Und dies liegt daran, daß wir Menschen uns im Vergleich zur unbelebten Materie, für welche diese strengen mathematischen Gesetzmäßigkeiten ausschließlich Gültigkeit haben, stets selbst ein Bild der Welt machen können - und folglich von heute auf morgen unsere Einstellung zu vielen Dingen radikal verändern können.

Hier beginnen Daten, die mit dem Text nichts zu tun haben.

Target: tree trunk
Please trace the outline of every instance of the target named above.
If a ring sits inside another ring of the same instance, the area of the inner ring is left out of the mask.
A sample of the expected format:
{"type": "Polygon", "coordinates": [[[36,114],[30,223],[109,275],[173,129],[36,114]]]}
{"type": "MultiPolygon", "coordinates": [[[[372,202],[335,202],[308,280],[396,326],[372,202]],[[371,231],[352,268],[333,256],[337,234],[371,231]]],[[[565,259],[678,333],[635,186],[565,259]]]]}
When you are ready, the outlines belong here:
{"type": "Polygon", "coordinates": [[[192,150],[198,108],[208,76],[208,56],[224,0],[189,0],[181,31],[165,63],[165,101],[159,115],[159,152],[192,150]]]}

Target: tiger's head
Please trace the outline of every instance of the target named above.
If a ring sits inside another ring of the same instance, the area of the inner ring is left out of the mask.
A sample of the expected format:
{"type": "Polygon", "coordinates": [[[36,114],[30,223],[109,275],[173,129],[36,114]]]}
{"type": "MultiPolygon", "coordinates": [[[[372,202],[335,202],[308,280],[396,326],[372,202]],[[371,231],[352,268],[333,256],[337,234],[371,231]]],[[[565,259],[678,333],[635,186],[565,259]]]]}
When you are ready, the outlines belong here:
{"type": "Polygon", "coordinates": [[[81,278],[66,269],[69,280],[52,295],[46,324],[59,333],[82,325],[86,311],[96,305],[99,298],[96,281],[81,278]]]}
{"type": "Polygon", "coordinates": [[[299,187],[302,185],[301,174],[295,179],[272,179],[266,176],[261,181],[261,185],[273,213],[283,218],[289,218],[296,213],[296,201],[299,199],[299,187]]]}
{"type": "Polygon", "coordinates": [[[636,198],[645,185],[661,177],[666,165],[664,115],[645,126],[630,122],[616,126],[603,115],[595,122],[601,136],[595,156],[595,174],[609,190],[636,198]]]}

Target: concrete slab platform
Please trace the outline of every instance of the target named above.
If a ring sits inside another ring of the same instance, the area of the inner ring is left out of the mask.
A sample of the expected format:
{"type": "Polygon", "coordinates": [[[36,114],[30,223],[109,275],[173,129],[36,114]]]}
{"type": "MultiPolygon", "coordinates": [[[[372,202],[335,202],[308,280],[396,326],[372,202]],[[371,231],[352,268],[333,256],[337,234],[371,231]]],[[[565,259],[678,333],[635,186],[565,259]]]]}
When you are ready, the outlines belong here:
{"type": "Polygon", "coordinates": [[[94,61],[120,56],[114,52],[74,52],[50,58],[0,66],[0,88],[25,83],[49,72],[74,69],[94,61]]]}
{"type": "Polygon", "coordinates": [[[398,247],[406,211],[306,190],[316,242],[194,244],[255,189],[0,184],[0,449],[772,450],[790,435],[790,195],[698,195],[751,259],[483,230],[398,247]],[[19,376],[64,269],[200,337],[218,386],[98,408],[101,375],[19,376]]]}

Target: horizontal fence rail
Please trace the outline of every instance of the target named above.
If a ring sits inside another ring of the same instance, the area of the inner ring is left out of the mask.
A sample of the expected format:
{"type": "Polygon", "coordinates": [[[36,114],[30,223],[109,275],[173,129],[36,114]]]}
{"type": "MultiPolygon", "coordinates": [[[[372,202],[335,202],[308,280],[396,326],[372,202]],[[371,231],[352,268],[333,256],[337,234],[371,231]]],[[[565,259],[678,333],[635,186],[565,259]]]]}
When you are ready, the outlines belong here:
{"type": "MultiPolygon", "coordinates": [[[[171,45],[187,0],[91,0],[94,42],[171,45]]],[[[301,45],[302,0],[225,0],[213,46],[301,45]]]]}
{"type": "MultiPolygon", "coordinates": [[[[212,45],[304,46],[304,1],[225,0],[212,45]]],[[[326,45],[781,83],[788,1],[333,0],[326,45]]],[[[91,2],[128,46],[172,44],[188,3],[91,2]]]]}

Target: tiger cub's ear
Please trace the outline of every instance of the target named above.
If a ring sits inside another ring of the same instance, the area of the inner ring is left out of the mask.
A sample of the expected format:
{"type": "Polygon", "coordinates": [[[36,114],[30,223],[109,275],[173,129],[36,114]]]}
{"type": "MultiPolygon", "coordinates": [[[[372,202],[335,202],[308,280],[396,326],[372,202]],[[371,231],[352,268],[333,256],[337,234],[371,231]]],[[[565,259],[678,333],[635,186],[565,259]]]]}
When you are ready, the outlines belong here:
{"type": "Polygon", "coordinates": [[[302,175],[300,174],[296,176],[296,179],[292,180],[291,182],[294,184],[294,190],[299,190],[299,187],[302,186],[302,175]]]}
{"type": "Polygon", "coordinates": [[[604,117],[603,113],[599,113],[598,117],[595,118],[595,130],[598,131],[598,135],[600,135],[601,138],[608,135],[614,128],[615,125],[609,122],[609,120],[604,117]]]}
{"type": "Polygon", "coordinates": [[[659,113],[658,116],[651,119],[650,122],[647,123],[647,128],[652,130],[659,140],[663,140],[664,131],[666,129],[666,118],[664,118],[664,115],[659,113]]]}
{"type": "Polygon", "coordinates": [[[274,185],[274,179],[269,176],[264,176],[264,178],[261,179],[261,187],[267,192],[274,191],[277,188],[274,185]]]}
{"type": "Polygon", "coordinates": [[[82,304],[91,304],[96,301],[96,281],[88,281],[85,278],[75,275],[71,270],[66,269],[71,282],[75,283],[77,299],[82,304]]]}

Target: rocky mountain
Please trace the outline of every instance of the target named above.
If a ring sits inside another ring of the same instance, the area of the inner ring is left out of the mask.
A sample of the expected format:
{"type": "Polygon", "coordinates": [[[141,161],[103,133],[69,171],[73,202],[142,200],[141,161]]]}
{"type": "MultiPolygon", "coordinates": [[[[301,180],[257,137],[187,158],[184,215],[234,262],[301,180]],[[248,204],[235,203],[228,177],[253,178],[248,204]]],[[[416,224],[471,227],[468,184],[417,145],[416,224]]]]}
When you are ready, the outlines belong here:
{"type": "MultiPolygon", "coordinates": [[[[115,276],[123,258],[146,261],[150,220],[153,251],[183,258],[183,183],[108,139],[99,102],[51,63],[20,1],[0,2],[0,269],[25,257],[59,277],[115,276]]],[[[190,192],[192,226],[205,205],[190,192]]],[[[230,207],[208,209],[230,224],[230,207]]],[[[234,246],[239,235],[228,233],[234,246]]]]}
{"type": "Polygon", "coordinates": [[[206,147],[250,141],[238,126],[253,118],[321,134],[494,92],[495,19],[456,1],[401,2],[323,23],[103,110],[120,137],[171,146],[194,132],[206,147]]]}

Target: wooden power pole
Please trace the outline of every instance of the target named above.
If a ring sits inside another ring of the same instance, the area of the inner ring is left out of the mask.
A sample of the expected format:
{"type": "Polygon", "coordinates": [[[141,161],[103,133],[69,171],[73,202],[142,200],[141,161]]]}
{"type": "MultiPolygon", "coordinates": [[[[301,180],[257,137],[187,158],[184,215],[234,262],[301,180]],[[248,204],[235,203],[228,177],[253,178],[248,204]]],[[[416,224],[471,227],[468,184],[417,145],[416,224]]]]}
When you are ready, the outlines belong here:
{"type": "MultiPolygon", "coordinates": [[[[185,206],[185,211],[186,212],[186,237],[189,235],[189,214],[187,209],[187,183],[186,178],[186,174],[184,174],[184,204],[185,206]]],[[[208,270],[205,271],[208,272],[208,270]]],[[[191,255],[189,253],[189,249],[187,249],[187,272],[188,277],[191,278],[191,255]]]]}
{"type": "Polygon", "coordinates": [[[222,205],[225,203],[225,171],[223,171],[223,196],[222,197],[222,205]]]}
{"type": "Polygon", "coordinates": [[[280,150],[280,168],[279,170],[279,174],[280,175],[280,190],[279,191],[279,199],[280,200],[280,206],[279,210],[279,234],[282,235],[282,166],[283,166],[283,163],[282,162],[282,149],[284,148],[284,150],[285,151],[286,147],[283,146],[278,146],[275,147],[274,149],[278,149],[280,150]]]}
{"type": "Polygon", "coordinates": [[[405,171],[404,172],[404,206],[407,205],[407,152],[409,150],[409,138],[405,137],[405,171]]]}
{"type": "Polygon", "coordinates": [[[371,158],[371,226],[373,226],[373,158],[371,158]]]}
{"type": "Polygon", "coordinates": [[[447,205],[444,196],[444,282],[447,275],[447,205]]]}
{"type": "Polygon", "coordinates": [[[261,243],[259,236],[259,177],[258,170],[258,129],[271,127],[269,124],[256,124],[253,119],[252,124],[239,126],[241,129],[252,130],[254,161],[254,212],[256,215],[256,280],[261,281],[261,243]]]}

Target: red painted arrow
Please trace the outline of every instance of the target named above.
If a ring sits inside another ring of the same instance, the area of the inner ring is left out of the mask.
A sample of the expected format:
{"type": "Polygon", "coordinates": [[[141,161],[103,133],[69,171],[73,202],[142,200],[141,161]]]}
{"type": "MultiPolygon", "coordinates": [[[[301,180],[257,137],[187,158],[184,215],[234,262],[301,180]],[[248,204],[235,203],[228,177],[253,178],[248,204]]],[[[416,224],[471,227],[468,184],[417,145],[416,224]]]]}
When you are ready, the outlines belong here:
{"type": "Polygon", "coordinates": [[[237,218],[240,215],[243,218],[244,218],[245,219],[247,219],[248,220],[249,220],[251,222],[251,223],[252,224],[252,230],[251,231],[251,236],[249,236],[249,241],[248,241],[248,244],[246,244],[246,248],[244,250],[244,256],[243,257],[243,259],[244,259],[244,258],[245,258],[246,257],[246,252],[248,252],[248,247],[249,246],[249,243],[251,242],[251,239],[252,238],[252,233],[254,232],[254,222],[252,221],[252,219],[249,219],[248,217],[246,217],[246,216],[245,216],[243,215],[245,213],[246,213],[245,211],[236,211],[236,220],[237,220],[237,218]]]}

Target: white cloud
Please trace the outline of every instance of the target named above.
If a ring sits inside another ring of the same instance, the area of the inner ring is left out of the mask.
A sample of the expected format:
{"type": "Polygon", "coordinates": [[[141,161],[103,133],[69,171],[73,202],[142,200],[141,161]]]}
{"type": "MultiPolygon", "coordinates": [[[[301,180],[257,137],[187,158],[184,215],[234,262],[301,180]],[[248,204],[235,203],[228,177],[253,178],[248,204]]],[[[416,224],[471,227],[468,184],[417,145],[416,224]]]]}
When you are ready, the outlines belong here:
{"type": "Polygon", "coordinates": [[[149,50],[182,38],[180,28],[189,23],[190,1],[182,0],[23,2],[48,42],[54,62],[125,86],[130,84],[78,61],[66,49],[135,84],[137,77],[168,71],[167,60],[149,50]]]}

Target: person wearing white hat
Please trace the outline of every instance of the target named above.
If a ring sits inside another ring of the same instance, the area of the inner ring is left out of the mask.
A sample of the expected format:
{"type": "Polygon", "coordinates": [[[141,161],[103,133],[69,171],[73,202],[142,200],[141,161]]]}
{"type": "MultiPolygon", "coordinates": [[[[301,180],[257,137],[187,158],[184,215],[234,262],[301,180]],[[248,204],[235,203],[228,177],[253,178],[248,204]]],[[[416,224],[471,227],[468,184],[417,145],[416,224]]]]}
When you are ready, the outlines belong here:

Das jedoch läßt sich prinzipiell in kein mathematisches Modell der Welt integrieren, weshalb diese auch zwangsläufig stets an der Grenze zur Falschheit operieren müssen.
Genau dieser Fakt war es schließlich auch, der George Soros dazu brachte, von dieser Art Wirtschaftswissenschaft Abstand zu nehmen, um endlich nicht mehr immer auf den selben Klippen aufzulaufen. Und vielleicht so auch ein bißchen Geld zu machen. In diesem Zusammenhang war er, der Held unserer Geschichte, sich auch ganz sicher und sagte: "Jeden Tag geschieht so viel Neues unter der Sonne, daß man es folglich nur mit Phantasie und Visionen, nie jedoch mit wissenschaftlichen Gesetzmäßigkeiten wird einfangen können. Darum laßt uns diese Möglichkeit schlichtweg vergessen, denn es gibt sie nicht. Rechnen kann schließlich jeder!"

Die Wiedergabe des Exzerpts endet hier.